The British continued to wallow in foolish mistakes. Prime Minister Lloyd George tried to suppress the rebellion the way they had the Boers. He hired thousands of unemployed W. W. I unemployed veterans to form a special police force, mercenaries really, to supplement, or supplant, the regular Irish police brigades who had been so infiltrated and intimidated by the Sein Fein supporters as to be useless. Called the Black and Tans, these undisciplined troops ganged up around the countryside pillaging and killing with such abandon and ruthlessness that many who had been neutral or even loyalists were driven into the camp of the Irish rebels. The British administration became desperate, even discussing the use of poison gas at one point. Concentration camps were even built. The violence did cause a split in the rebel ranks with de Valera, returned from a trip to America to raise money and guns who wanted larger pitched battles, and Collins who argued for guerilla tactics. He preferred the ambush, an irony considering how he was to die not long after. Collins' downfall was his unwilling participation in the treaty negotiations of 1922 that were subsequently disapproved by de Valera and the extreme Republican wing of the Dail. Even though it became clear that most of their constituents approved of the treaty that granted Ireland a provisional government and was considered a reasonable compromise by Collins, the result was a bloody civil war. Collins was shot in an almost farcical ambush in which no one else was injured and he was struck by a parting shot.

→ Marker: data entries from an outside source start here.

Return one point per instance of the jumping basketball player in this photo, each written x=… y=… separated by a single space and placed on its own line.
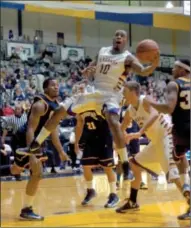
x=178 y=105
x=155 y=156
x=41 y=110
x=109 y=65
x=97 y=147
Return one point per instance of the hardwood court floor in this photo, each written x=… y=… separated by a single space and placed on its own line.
x=59 y=201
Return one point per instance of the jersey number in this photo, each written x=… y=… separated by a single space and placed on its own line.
x=104 y=68
x=185 y=104
x=91 y=126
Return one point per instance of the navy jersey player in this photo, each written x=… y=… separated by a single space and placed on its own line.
x=94 y=138
x=178 y=105
x=41 y=110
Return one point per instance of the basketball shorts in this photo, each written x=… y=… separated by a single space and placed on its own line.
x=181 y=145
x=95 y=100
x=155 y=157
x=22 y=161
x=98 y=152
x=133 y=147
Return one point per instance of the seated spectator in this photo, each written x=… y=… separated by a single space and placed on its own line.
x=18 y=96
x=11 y=35
x=7 y=110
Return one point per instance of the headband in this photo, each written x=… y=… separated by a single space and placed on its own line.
x=183 y=65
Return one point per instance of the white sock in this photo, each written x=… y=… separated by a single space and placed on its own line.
x=112 y=186
x=28 y=201
x=184 y=179
x=122 y=154
x=90 y=184
x=44 y=133
x=144 y=177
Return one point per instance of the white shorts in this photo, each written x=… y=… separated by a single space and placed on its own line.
x=93 y=101
x=155 y=156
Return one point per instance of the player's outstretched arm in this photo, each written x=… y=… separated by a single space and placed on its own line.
x=172 y=96
x=133 y=64
x=78 y=132
x=51 y=124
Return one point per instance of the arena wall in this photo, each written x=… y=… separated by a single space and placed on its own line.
x=92 y=34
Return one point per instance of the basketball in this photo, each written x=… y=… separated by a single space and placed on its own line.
x=147 y=50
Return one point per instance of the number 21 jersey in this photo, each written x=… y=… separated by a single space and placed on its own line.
x=109 y=70
x=181 y=114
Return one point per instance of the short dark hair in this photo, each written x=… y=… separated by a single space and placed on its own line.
x=46 y=82
x=133 y=86
x=185 y=61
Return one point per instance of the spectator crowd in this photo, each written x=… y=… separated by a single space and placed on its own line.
x=21 y=79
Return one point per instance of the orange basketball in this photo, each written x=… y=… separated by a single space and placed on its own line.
x=147 y=50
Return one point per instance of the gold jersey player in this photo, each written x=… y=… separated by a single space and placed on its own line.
x=178 y=105
x=97 y=146
x=155 y=157
x=109 y=66
x=41 y=110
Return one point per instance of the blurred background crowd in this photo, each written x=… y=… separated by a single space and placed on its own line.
x=21 y=79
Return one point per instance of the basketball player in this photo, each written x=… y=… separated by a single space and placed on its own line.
x=9 y=170
x=97 y=147
x=155 y=156
x=41 y=110
x=178 y=105
x=109 y=66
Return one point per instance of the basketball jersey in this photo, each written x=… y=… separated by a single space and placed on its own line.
x=140 y=116
x=133 y=127
x=94 y=125
x=181 y=114
x=50 y=108
x=109 y=70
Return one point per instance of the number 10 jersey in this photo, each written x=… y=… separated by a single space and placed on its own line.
x=109 y=70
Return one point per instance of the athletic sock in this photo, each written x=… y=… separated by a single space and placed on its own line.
x=133 y=195
x=90 y=184
x=185 y=179
x=5 y=170
x=28 y=201
x=112 y=186
x=118 y=177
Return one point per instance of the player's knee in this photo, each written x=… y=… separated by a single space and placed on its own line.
x=112 y=119
x=61 y=110
x=36 y=169
x=37 y=174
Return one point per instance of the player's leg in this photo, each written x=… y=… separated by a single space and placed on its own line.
x=118 y=137
x=147 y=160
x=8 y=170
x=106 y=160
x=88 y=161
x=182 y=164
x=119 y=173
x=131 y=203
x=31 y=190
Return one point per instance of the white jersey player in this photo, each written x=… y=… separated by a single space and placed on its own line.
x=156 y=156
x=109 y=66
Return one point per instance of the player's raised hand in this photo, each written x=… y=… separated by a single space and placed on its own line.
x=132 y=136
x=89 y=71
x=63 y=156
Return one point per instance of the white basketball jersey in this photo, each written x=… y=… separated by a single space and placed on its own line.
x=141 y=116
x=109 y=70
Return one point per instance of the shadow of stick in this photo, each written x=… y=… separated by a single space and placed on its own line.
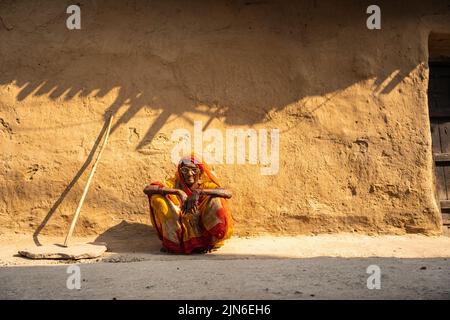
x=69 y=187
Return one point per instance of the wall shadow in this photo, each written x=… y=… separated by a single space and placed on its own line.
x=239 y=62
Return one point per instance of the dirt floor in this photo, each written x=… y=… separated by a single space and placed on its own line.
x=266 y=267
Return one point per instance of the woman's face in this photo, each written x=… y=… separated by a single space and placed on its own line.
x=190 y=173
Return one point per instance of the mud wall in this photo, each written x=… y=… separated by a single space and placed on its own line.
x=350 y=105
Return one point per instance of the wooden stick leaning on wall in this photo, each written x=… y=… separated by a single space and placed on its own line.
x=91 y=175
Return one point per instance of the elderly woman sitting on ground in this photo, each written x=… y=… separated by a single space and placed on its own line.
x=189 y=211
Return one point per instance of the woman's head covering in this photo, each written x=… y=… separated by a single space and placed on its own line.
x=208 y=175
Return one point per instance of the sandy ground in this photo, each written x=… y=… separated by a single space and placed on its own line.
x=265 y=267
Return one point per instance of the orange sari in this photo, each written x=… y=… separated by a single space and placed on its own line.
x=187 y=233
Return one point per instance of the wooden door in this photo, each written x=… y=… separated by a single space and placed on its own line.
x=439 y=104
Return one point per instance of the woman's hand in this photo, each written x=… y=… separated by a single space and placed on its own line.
x=190 y=205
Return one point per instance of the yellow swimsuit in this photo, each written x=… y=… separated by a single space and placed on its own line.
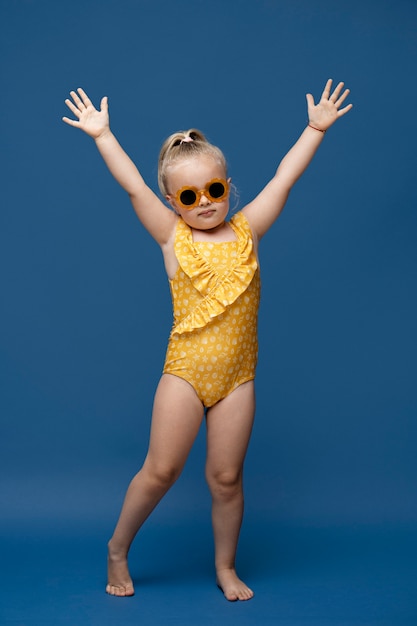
x=215 y=294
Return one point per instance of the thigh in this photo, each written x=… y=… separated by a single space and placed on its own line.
x=229 y=427
x=176 y=419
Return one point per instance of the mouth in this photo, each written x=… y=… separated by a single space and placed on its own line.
x=206 y=212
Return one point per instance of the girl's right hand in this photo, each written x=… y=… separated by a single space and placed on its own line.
x=94 y=123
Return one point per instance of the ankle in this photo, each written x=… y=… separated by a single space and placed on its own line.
x=115 y=552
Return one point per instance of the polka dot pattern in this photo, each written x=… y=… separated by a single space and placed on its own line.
x=215 y=293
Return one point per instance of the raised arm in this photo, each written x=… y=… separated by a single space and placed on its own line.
x=267 y=206
x=158 y=219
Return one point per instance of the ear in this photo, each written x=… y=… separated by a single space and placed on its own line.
x=171 y=202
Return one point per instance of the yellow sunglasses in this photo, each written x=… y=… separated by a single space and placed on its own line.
x=215 y=190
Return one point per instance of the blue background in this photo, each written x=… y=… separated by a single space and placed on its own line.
x=331 y=475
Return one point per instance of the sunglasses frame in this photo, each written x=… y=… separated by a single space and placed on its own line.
x=200 y=192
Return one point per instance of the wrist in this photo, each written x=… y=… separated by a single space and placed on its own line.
x=314 y=127
x=104 y=135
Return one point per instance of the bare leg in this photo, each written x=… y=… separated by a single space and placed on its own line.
x=229 y=426
x=176 y=419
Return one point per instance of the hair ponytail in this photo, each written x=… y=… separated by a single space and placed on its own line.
x=182 y=145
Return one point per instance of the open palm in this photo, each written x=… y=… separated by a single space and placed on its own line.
x=327 y=111
x=90 y=120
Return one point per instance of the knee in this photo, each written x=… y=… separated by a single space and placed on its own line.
x=225 y=484
x=162 y=476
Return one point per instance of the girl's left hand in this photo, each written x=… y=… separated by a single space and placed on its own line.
x=327 y=111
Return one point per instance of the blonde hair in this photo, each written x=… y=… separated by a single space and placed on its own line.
x=181 y=145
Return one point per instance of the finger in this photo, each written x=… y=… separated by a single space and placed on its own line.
x=85 y=99
x=342 y=98
x=344 y=110
x=104 y=104
x=336 y=92
x=326 y=92
x=310 y=100
x=73 y=108
x=77 y=100
x=69 y=121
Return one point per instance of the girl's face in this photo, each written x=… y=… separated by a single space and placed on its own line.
x=196 y=172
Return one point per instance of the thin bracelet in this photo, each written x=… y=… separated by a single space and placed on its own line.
x=319 y=129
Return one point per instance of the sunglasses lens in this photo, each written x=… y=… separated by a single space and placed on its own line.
x=216 y=190
x=188 y=197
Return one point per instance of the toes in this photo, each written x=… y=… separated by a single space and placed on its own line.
x=121 y=592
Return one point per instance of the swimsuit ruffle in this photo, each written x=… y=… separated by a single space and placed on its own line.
x=218 y=291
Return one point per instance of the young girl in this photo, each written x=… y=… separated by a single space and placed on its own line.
x=214 y=279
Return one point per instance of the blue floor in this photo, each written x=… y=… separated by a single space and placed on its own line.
x=53 y=575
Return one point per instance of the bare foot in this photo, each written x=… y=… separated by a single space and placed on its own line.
x=232 y=587
x=119 y=581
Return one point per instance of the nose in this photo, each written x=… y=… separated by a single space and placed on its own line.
x=204 y=201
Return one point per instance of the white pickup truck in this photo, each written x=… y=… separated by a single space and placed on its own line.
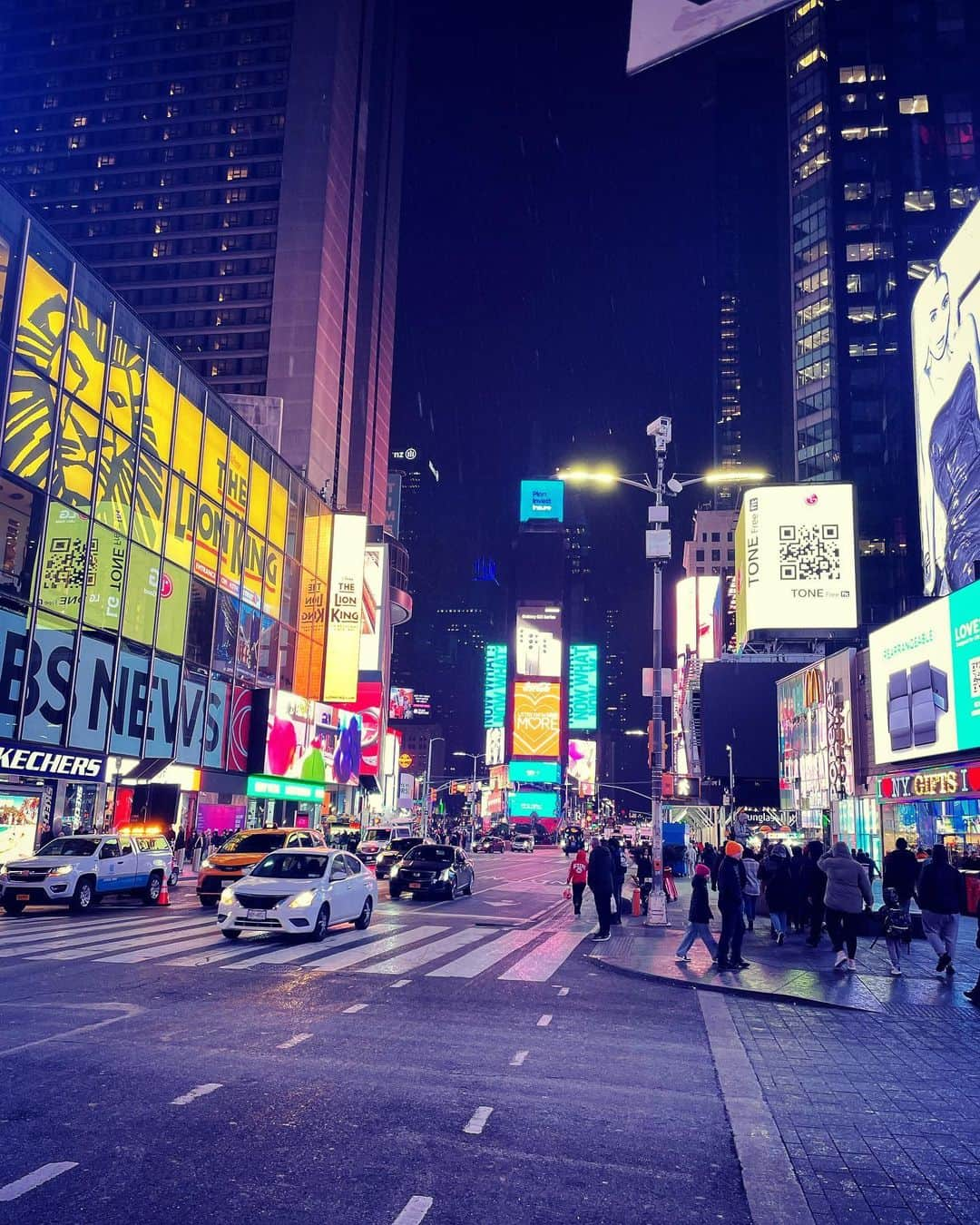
x=80 y=870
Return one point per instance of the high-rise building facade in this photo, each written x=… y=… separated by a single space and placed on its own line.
x=233 y=169
x=882 y=103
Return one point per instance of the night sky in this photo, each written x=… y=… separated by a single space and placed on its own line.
x=556 y=262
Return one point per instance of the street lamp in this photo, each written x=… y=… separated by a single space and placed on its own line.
x=658 y=552
x=476 y=757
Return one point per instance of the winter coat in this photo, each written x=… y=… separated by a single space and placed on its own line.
x=700 y=909
x=942 y=888
x=900 y=872
x=730 y=882
x=848 y=887
x=601 y=870
x=752 y=887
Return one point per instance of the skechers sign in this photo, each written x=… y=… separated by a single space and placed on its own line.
x=51 y=762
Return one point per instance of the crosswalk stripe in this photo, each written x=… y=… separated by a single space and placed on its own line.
x=90 y=931
x=83 y=946
x=277 y=955
x=378 y=947
x=542 y=962
x=479 y=959
x=416 y=957
x=109 y=946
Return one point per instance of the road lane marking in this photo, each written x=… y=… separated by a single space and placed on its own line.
x=546 y=958
x=414 y=1210
x=365 y=952
x=480 y=959
x=39 y=1176
x=479 y=1120
x=293 y=1042
x=416 y=957
x=200 y=1091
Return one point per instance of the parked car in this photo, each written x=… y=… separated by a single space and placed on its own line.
x=392 y=853
x=241 y=851
x=380 y=838
x=445 y=871
x=299 y=892
x=81 y=870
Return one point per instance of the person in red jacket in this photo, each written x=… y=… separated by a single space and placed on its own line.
x=577 y=874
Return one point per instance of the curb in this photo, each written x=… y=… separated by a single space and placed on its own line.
x=723 y=989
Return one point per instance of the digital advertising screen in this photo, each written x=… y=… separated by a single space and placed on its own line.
x=536 y=720
x=946 y=352
x=538 y=652
x=925 y=680
x=795 y=561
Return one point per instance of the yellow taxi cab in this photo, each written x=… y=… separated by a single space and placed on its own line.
x=242 y=850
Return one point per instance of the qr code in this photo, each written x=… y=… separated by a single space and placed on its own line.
x=808 y=553
x=65 y=563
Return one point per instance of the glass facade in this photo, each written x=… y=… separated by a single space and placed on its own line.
x=160 y=561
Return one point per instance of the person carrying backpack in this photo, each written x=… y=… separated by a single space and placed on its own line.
x=897 y=926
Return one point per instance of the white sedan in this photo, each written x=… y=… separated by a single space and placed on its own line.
x=299 y=893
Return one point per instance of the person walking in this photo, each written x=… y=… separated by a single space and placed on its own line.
x=730 y=903
x=599 y=878
x=942 y=899
x=618 y=858
x=848 y=893
x=900 y=872
x=752 y=889
x=699 y=916
x=776 y=876
x=578 y=871
x=814 y=886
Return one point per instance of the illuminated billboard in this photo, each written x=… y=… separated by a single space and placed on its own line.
x=495 y=685
x=533 y=772
x=699 y=614
x=583 y=686
x=538 y=652
x=946 y=354
x=795 y=561
x=663 y=28
x=345 y=603
x=925 y=696
x=542 y=501
x=536 y=720
x=582 y=763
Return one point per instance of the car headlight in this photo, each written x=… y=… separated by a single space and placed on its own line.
x=303 y=899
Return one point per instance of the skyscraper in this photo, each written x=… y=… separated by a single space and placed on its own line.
x=882 y=100
x=233 y=169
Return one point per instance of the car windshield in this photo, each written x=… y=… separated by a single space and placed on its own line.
x=252 y=842
x=290 y=867
x=70 y=847
x=437 y=854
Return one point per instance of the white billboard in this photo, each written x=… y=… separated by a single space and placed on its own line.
x=663 y=28
x=795 y=561
x=946 y=354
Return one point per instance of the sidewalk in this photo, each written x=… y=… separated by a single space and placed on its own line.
x=794 y=972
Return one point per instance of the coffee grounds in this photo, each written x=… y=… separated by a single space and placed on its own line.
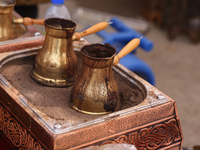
x=99 y=50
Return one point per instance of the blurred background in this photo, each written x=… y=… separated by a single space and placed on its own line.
x=173 y=26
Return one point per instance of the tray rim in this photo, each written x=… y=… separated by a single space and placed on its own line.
x=138 y=82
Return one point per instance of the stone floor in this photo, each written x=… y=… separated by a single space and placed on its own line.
x=175 y=63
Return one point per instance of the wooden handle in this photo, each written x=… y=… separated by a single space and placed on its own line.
x=95 y=28
x=133 y=44
x=29 y=21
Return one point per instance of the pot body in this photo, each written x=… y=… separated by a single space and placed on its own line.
x=95 y=91
x=56 y=62
x=6 y=25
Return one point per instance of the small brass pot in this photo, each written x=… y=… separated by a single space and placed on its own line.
x=6 y=25
x=56 y=62
x=95 y=91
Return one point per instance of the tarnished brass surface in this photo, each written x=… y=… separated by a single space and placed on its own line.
x=56 y=62
x=95 y=91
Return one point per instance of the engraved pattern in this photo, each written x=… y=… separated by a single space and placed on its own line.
x=153 y=137
x=15 y=133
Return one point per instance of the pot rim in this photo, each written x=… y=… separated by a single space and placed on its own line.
x=96 y=58
x=58 y=28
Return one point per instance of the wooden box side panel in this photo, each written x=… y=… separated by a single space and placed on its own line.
x=12 y=125
x=162 y=134
x=116 y=127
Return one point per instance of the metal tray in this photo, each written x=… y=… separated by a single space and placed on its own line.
x=152 y=96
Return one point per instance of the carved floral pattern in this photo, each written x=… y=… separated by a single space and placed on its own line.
x=16 y=133
x=153 y=137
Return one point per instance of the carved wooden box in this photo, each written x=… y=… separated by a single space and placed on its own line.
x=29 y=124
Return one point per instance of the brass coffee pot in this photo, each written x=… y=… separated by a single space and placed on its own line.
x=95 y=91
x=6 y=25
x=56 y=61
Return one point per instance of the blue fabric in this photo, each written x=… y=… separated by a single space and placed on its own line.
x=119 y=39
x=57 y=1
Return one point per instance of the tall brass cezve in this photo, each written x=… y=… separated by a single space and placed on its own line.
x=56 y=62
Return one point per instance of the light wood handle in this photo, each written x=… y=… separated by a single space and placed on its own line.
x=133 y=44
x=29 y=21
x=95 y=28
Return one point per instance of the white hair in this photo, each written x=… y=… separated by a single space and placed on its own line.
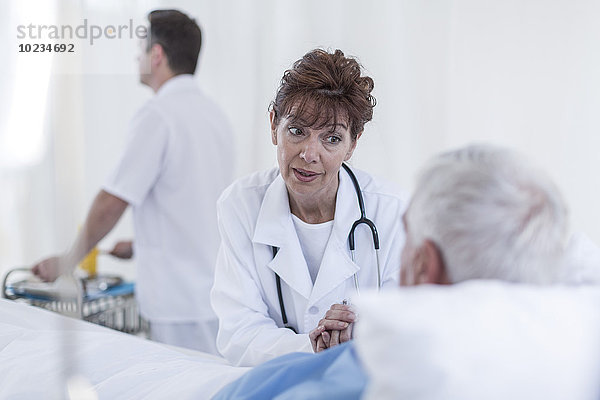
x=492 y=216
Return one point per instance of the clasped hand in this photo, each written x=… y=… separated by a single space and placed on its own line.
x=334 y=328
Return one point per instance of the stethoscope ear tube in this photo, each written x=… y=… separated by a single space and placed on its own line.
x=280 y=296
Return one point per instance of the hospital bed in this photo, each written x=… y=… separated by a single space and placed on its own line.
x=47 y=355
x=467 y=341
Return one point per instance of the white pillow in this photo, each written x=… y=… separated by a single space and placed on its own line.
x=481 y=340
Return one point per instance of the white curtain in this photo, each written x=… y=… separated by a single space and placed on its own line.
x=517 y=73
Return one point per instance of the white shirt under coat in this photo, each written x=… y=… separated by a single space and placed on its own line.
x=254 y=216
x=177 y=162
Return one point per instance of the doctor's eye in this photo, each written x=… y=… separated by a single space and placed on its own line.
x=333 y=139
x=295 y=131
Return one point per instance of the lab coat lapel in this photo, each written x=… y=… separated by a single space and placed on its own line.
x=274 y=227
x=337 y=265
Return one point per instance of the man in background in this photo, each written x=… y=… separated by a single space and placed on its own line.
x=177 y=161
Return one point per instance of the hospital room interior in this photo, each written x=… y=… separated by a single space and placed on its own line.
x=520 y=76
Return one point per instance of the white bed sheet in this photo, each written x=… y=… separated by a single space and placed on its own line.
x=39 y=350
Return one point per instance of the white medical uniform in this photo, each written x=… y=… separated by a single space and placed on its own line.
x=176 y=163
x=254 y=215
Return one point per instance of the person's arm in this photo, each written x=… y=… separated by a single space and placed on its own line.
x=102 y=217
x=122 y=249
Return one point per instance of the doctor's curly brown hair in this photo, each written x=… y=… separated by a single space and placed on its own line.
x=323 y=88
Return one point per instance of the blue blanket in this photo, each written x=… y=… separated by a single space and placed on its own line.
x=332 y=374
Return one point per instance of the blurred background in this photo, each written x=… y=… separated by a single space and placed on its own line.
x=519 y=73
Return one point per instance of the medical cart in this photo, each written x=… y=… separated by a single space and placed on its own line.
x=105 y=300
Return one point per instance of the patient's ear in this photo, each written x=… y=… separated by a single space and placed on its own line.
x=431 y=265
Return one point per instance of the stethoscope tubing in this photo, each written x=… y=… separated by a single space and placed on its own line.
x=351 y=244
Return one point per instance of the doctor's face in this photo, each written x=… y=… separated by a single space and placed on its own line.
x=310 y=157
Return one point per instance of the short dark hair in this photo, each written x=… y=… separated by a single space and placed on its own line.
x=321 y=86
x=179 y=36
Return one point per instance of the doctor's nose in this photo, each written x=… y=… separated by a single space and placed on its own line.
x=310 y=152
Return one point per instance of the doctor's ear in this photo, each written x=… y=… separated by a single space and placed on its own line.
x=352 y=147
x=157 y=55
x=273 y=127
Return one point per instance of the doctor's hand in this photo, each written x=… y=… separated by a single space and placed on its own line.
x=49 y=269
x=122 y=249
x=335 y=327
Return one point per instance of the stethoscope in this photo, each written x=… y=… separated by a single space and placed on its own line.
x=351 y=243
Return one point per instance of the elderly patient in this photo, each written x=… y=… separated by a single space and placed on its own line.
x=480 y=212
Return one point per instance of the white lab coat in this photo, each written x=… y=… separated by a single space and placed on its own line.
x=254 y=215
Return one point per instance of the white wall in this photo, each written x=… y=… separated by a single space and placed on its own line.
x=518 y=73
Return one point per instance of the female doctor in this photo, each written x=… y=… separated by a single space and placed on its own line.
x=284 y=259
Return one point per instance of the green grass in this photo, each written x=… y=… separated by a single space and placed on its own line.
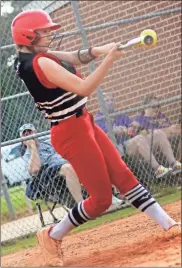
x=31 y=240
x=17 y=195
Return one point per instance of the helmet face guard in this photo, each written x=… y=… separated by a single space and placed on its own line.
x=26 y=23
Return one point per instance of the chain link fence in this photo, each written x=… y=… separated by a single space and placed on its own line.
x=120 y=106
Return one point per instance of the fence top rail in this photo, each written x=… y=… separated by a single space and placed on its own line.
x=112 y=24
x=113 y=115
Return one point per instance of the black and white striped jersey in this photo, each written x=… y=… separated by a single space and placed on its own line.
x=56 y=103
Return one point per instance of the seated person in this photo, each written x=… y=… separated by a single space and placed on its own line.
x=135 y=145
x=152 y=118
x=40 y=153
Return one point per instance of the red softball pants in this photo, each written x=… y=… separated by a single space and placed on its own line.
x=95 y=160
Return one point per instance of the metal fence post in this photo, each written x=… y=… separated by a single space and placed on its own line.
x=92 y=69
x=7 y=197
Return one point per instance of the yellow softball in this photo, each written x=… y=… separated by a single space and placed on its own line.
x=148 y=38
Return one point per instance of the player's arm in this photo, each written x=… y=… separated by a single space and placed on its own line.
x=62 y=78
x=34 y=162
x=83 y=56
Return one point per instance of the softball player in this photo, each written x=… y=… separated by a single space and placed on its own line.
x=60 y=92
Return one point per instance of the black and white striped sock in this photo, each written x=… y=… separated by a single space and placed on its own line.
x=75 y=217
x=140 y=198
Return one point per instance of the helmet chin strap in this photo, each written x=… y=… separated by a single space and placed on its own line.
x=38 y=38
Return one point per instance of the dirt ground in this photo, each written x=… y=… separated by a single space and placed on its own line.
x=135 y=242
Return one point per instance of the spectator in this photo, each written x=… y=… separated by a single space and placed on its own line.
x=153 y=119
x=40 y=153
x=135 y=145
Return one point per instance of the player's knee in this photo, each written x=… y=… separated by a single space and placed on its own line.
x=101 y=204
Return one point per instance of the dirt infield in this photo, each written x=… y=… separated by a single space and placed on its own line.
x=134 y=241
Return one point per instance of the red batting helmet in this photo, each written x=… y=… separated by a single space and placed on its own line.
x=25 y=24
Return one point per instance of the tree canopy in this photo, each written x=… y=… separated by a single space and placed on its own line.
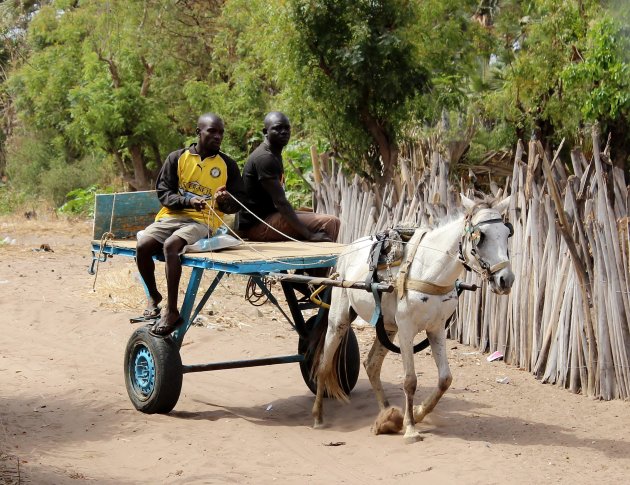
x=100 y=91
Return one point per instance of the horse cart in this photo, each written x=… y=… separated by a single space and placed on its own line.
x=153 y=366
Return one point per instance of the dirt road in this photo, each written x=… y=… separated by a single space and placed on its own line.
x=65 y=416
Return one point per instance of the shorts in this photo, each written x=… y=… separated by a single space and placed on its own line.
x=188 y=229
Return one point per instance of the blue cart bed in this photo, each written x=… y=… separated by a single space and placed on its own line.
x=153 y=366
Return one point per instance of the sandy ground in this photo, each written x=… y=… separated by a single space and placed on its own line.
x=65 y=416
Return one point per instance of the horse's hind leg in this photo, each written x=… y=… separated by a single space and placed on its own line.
x=327 y=379
x=437 y=340
x=373 y=364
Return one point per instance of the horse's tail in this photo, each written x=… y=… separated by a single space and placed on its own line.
x=328 y=372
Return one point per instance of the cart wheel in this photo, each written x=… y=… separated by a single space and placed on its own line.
x=153 y=372
x=349 y=360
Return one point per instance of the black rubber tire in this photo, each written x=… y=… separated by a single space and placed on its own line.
x=153 y=372
x=349 y=361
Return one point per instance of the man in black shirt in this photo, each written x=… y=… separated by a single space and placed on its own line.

McKay believes that if Collins had lived he might have been able to prevent much of the animosity between north and south. De Valera became president and was responsible for many stupid decisions that ultimately hurt Ireland in the eyes of the world community. Had the United States studied the Troubles and learned some lessons, we might have been less eager to enter Vietnam. The enemy was faceless, blended in with the crowd, had huge popular support sometimes coerced, but support nevertheless. The Volunteer army rarely numbered more than 3,000 yet the British forces numbering more than 60,000 could not make headway against them.